Mit pragmatischen Ansätzen gelingt es kleinen und ­mittelständischen Unternehmen, ihre Mitarbeitenden ­situations- und personengerecht zu entwickeln. Sie gelten nach wie vor als «Talentschmieden» der Sonderklasse. Das Erfolgsrezept? Dieses scheint im direkten und persönlichen Kontakt zu den Mitarbeitenden zu bestehen, der authentischen Vermittlung der Firmenwerte, einem Bewusstsein für den Nutzen personeller Investitionen und der damit verbundenen Mitarbeiterbindung. Arbeitgeber und Arbeitnehmer profitieren dadurch von einer besseren Abstimmung ihrer Bedürfnisse und der Berücksichtigung der Lebensphase des Mitarbeitenden.

Individuelle Förderung statt Giesskannenprinzip

Jeder Arbeitnehmende hat spezielle Eigenschaften und bringt eigene Vorstellungen mit, wie er seine Potenziale und Talente ausleben oder einbringen will. Diversität bedingt zudem eine individualisierte Förderung von Fähigkeiten. Um für Arbeitgebende und Arbeitnehmende einen gegenseitigen Nutzen zu schaffen, ist es wichtig, eine Balance zwischen Förderungsprinzip und persönlicher Befindlichkeit zu erreichen. Entsprechend beinhaltet eine Abklärung seitens der Organisation eine Anforderungsanalyse von Funktionen, Inhalten, Verantwortlichkeiten und Hierarchiestufen.

Beim Mitarbeitenden sind dagegen kognitive Potenziale, Erfahrungs-, Kern- und soziale sowie emotionale Kompetenzen und zeitliche Ressourcen fundiert zu klären und mit der angestrebten Funktion abzustimmen. Wenig hilfreich ist es beiderseits, konstante Weiterbildungen zu lancieren und Jobrotationen von weniger als zwei Jahren zu vollziehen, weil Mitarbeitende dadurch destabilisiert werden können. Das wirkt sich unter Umständen negativ auf andere Lebensbereiche aus.

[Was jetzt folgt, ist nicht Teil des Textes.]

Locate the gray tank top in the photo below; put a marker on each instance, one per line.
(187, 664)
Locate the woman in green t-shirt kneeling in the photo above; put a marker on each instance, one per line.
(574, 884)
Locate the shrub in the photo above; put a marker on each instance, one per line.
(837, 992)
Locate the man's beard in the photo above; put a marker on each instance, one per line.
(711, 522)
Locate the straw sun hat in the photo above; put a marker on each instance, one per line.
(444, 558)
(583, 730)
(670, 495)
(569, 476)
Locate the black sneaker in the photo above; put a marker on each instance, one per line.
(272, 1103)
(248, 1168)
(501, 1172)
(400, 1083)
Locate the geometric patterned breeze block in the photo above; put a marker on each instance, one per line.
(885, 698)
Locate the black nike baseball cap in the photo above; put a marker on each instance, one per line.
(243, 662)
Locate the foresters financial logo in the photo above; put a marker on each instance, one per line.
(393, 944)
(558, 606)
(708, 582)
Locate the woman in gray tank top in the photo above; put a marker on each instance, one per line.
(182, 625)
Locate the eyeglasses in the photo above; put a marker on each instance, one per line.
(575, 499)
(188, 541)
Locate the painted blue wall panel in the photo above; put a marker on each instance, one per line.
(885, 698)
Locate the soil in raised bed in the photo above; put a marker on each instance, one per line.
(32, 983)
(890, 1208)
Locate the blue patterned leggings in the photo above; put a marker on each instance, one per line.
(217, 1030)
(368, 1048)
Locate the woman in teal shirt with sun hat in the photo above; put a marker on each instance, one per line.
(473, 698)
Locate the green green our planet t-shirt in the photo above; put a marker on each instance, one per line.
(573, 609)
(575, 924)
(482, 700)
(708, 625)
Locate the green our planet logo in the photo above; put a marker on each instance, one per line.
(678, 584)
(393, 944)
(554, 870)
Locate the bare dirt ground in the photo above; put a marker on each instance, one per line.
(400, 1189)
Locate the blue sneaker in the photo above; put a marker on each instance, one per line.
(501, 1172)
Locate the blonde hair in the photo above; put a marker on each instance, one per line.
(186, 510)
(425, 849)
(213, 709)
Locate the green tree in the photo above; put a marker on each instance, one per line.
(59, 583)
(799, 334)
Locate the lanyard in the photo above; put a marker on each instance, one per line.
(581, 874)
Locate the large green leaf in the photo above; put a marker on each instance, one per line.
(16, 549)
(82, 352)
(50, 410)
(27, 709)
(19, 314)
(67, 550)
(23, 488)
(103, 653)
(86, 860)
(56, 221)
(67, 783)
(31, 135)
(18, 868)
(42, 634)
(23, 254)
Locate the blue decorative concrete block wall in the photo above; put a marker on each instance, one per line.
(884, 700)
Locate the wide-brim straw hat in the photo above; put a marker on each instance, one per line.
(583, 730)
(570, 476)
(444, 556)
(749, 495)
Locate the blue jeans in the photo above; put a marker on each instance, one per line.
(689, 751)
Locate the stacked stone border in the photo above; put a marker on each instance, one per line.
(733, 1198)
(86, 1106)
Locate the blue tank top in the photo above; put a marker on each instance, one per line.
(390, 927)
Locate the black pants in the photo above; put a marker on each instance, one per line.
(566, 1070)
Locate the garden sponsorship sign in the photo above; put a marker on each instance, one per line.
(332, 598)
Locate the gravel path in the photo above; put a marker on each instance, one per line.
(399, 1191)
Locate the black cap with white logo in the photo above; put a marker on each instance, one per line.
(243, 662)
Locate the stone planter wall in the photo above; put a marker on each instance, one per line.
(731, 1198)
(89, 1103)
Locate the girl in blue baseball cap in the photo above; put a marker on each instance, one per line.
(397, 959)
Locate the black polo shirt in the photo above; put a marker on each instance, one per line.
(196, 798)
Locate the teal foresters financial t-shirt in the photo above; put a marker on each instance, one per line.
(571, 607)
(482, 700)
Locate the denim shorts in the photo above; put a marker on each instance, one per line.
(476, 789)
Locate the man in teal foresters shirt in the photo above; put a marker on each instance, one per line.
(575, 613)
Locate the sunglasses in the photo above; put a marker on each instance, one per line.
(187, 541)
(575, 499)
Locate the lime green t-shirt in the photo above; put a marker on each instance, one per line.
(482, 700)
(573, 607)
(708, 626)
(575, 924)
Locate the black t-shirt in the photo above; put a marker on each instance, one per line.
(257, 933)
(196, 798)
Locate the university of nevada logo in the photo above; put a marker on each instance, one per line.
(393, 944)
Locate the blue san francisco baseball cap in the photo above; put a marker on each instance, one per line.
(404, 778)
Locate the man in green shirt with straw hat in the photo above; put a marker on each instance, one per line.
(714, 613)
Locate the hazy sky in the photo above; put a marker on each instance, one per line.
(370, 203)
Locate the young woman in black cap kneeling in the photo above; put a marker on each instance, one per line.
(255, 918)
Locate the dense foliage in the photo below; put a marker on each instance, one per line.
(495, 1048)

Ebenso wenig sollten «Talente» nur für eigennützige Unternehmenszwecke «eingespannt» und dem «eigenen Lebensweg» entfremdet werden. Auch das oft benutzte Argument, Mitarbeitende sollten ihre Komfortzone verlassen kann in eine Sackgasse führen, weil sich so geförderte Mitarbeitende in der Weiterbildung nicht mehr finden. Erfolgsversprechend ist deshalb eine Talentförderung, die von beiden Parteien gewünscht ist – und bestenfalls mit einer externen Standortbestimmung sorgfältig reflektiert wird.

Wissensvakuum durch Technologiesprünge

Eine pragmatische Förderung «on the Job» ist jedoch keine Garantie für eine nachhaltige Employability, die trotz der breiten Erfahrung eines Mitarbeitenden verloren gehen kann. Ein klassisches Beispiel hierfür ist die Informatik, weil die technologische Entwicklung dort besonders rasch voranschreitet.

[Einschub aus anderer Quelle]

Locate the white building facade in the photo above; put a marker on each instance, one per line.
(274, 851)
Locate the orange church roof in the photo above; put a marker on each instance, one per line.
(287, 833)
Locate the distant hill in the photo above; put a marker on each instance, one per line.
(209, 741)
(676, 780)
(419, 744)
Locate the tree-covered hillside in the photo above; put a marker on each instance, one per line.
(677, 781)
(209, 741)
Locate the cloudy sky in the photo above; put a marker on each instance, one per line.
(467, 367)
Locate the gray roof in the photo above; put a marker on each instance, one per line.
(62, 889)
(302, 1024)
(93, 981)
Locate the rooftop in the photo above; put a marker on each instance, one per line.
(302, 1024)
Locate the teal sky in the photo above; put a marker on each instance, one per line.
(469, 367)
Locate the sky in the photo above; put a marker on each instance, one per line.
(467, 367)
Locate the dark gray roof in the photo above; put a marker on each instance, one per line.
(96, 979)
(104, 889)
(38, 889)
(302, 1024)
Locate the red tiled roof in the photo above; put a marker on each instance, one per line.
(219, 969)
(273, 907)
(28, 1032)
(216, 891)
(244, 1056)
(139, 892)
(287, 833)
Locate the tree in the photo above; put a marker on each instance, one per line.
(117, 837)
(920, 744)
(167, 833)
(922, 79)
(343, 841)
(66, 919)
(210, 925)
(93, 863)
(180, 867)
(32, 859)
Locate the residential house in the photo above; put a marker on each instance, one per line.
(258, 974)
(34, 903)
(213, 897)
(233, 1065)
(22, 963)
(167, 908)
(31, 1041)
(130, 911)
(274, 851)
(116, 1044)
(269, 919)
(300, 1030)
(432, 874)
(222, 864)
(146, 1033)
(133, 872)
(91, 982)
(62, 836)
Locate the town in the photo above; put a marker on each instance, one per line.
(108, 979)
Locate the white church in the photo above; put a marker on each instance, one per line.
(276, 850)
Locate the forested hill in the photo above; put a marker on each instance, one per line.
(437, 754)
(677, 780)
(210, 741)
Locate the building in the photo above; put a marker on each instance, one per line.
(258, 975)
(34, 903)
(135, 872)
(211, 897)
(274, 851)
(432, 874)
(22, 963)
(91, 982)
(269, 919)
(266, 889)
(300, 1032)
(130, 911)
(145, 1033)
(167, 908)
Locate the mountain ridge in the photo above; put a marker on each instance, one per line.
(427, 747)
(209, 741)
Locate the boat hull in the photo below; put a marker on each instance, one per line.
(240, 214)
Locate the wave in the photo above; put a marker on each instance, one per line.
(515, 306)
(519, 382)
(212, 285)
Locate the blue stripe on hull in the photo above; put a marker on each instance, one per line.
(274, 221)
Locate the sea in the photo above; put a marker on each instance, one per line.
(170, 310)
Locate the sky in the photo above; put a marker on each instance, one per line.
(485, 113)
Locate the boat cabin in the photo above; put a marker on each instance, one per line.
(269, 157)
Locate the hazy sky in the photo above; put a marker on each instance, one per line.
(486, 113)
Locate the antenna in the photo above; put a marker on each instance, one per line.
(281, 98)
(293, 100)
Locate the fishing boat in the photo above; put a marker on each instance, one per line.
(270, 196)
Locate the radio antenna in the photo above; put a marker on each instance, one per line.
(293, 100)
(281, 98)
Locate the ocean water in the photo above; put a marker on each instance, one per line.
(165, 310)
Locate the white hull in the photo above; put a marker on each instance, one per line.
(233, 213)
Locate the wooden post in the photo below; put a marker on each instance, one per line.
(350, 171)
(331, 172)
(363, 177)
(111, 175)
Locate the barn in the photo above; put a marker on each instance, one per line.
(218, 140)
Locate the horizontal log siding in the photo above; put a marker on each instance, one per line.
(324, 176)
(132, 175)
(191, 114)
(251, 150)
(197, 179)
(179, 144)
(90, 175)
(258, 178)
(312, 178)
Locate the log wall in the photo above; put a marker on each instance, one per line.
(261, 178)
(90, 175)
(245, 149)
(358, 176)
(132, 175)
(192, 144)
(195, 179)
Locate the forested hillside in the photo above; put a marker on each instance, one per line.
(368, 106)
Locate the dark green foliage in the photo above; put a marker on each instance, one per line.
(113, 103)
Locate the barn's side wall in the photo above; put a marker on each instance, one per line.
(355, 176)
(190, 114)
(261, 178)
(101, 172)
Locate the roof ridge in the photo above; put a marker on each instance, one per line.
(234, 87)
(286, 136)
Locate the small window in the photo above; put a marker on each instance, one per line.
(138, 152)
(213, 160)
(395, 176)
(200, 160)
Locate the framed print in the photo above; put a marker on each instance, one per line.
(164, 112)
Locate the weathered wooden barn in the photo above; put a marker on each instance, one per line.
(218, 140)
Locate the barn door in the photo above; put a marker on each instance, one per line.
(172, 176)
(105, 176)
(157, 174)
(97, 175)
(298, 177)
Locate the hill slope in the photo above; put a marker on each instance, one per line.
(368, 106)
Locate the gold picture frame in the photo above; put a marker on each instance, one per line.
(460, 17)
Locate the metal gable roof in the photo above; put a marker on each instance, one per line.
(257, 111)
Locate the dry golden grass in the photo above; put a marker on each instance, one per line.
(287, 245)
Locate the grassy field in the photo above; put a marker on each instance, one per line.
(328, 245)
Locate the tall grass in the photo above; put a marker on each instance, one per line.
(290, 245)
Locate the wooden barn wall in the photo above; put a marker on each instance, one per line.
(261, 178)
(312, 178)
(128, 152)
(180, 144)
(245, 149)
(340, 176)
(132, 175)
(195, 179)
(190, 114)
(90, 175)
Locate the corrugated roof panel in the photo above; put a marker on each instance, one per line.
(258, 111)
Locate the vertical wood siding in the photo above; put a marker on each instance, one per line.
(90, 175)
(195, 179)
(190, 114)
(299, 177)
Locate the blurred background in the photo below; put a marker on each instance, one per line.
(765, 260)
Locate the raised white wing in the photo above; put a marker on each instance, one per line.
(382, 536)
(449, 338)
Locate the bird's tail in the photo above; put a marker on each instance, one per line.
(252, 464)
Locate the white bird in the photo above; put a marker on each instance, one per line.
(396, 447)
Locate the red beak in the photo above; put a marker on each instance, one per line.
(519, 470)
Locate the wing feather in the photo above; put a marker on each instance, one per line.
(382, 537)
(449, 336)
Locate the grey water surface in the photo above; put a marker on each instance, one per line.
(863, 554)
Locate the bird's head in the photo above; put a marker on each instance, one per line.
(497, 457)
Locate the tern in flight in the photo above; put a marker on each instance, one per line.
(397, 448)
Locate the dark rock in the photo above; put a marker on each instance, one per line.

So werden zur bestehenden Informationstechnologie (IT) neue Systeme, welche die alten ablösen, häufig mit externen Fachkräften entwickelt. Vor allem bei langjährigen Arbeitnehmenden entsteht dadurch plötzlich ein grosses Wissensvakuum, was zu einem aussichtslosen Problem wird. Etwa, weil sich in den letzten zehn Jahren in der IT nicht nur die Programmiersprache verändert hat, sondern auch die Architektur sowie die Art, wie Daten produziert, ausgewertet und interpretiert werden. Wem es währenddessen nicht gelungen ist, sich generisches Know-how auf einem neuen Level anzueignen, verfügt über kein aktuelles Wissen mehr.

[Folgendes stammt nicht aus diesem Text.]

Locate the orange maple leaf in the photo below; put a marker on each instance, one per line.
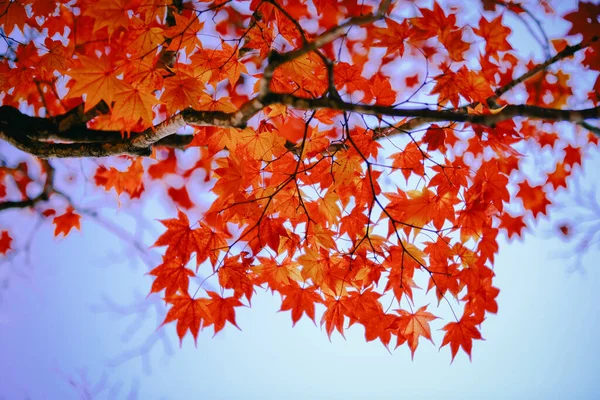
(189, 313)
(300, 301)
(461, 334)
(413, 325)
(96, 79)
(534, 198)
(222, 310)
(171, 275)
(64, 223)
(5, 242)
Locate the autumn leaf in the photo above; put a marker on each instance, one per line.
(97, 80)
(191, 314)
(67, 221)
(171, 275)
(222, 310)
(333, 317)
(181, 240)
(412, 326)
(461, 334)
(5, 242)
(300, 301)
(534, 198)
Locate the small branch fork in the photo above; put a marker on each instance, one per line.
(67, 135)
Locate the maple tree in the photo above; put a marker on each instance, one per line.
(354, 151)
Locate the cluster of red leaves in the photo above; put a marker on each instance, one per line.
(301, 202)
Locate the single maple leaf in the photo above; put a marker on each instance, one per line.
(513, 225)
(534, 198)
(96, 78)
(333, 317)
(181, 197)
(300, 301)
(222, 310)
(128, 181)
(64, 223)
(189, 313)
(495, 34)
(181, 240)
(5, 242)
(171, 275)
(413, 325)
(461, 334)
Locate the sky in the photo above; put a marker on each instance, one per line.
(76, 323)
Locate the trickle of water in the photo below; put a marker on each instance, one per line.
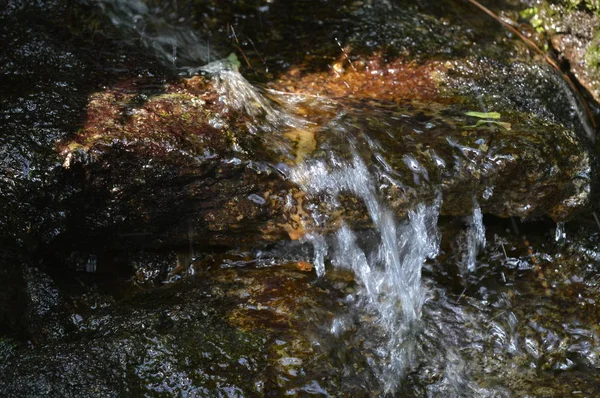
(560, 234)
(389, 272)
(174, 44)
(475, 237)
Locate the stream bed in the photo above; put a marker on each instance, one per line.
(310, 198)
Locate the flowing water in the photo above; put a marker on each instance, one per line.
(440, 305)
(387, 262)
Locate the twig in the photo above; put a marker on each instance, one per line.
(548, 59)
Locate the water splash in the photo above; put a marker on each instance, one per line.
(389, 271)
(173, 43)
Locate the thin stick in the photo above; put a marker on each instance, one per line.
(548, 59)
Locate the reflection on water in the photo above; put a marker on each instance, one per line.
(413, 306)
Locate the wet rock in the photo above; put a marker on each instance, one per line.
(571, 28)
(235, 331)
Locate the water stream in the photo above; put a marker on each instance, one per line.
(435, 306)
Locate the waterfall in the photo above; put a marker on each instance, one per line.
(389, 273)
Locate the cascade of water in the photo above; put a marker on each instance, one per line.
(173, 43)
(390, 272)
(475, 237)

Employability kann in diesem Kontext nur durch die Zusammenarbeit von Arbeitgebern und Arbeitnehmern erreicht werden. Darunter verstehen wir: Eine durchschnittliche IT Fachkraft müsste je nach Höhe ihrer Ausbildung wohl alle 5 bis 10 Jahre eine längere und tiefergreifende Weiterbildung absolvieren, welche schätzungsweise 12 bis 18 Monate dauert. Das bedeutet für einen Arbeitgeber reduzierte zeitliche Ressourcen und ein beidseitiges finanzielles Engagement.

Gerade in der IT gibt es einen unheilvollen Zusammenhang, denn häufig sind es passive Arbeitnehmende, die monieren, sie hätten keine Zeit für eine Ausbildung. Sie möchten im Grund, dass der Arbeitgeber dafür die Verantwortung übernimmt. Wenn von dessen Seite keine konkrete Interaktion erfolgt, verharren solche Mitarbeitende solange in ihren Funktionen, bis ihr Wissen nicht mehr adäquat aktualisiert werden kann und der einzige Ausweg eine Kündigung ist.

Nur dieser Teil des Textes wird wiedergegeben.